A group looking to raise the minimum wage for employees across Alaska submitted more than 43,000 signatures to the state Division of Elections to get their initiative on the ballot and in front of voters.
Initiative co-sponsor Ed Flanagan said the goal of the initiative is a simple one.
“I hope to see people have a fair deal, or a fairer deal anyway,” Flanagan said. “Work ought to pay, it ought to be worth somebody’s while to go out and get a job and have some chance, some hope of being able to provide for their family.”
Flanagan says the initiative would help about 30,000 Alaskans if it makes it onto the ballot and voters pass it.
“The current minimum wage is totally inadequate … there’s 30,000 that’s going to be impacted, that’s why that’s being done, this is who it’s for,” Flanagan said.
The current minimum wage is $7.75 an hour in Alaska. The proposal would raise that to $8.75 on Jan. 1, 2015, and to $9.75 a year later. The wage would be adjusted annually for inflation annually after that.
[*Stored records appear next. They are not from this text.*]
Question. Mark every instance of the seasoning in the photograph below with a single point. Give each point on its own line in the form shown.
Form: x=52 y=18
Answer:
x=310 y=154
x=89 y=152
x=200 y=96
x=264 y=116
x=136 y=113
If the resulting minimum wage is less than a dollar over the federal minimum wage, it would then be set at $1 an hour over the federal minimum wage.
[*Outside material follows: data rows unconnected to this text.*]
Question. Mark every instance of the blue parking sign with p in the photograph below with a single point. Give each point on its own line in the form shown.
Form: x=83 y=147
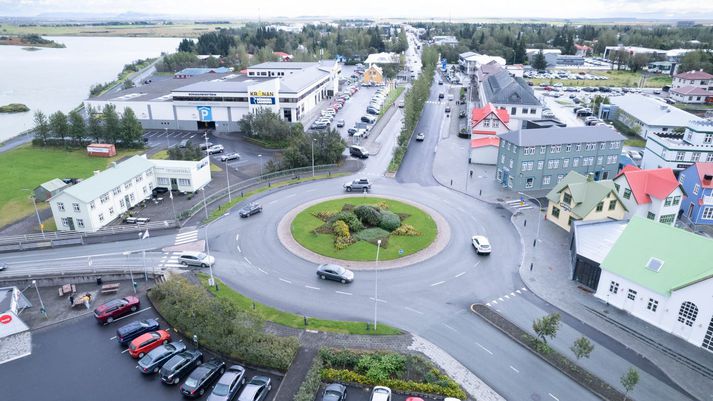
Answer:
x=205 y=113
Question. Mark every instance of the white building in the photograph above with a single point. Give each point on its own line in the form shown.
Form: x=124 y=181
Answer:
x=105 y=196
x=679 y=151
x=646 y=115
x=654 y=194
x=651 y=273
x=219 y=101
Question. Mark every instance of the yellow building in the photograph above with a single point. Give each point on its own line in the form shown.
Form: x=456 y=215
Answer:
x=579 y=197
x=373 y=75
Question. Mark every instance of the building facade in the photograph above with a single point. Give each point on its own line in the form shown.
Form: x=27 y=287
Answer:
x=652 y=194
x=538 y=159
Denny DeWitt, the State Director for the National Federation of Independent Business, a group that supports small businesses, says he’s concerned about what would happen to job opportunities if business owners had to pay a higher minimum wage.
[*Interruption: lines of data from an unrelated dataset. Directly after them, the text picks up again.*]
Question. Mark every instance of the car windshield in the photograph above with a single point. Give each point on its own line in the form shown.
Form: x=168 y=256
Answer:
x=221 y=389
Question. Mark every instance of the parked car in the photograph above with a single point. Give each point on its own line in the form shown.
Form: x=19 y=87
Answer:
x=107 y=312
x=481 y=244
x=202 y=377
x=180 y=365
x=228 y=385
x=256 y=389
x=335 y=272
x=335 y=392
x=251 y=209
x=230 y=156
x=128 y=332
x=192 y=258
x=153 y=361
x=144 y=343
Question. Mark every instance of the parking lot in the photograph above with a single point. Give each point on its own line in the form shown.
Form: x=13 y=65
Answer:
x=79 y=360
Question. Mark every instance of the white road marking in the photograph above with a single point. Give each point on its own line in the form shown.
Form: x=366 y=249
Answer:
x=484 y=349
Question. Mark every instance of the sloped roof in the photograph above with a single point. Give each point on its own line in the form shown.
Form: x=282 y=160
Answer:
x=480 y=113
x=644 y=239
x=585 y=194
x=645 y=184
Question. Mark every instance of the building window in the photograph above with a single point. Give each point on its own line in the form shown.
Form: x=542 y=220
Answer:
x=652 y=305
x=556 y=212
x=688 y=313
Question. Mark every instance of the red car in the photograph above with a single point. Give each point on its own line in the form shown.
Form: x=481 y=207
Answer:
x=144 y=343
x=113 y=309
“The concern we have with mandated increases in the minimum wage is that forces additional expenditures and so you'd have to look at how it is you're going to live within your revenues,” DeWitt said.
DeWitt says the initiative would drastically reduce the number of jobs available for two groups of prospective employees.
“What we used to see is a lot of small businesses hiring high school folks and some college kids right out of college without a lot of experience, “ DeWitt said. “If it gets more expensive to hire those people you can less afford to hire, so you’re closing the entry points in the employment market.”
The Alaska Division of Elections counted 43,530 total in signatures out of the necessary 30,169 valid signatures to get the initiative on the ballot.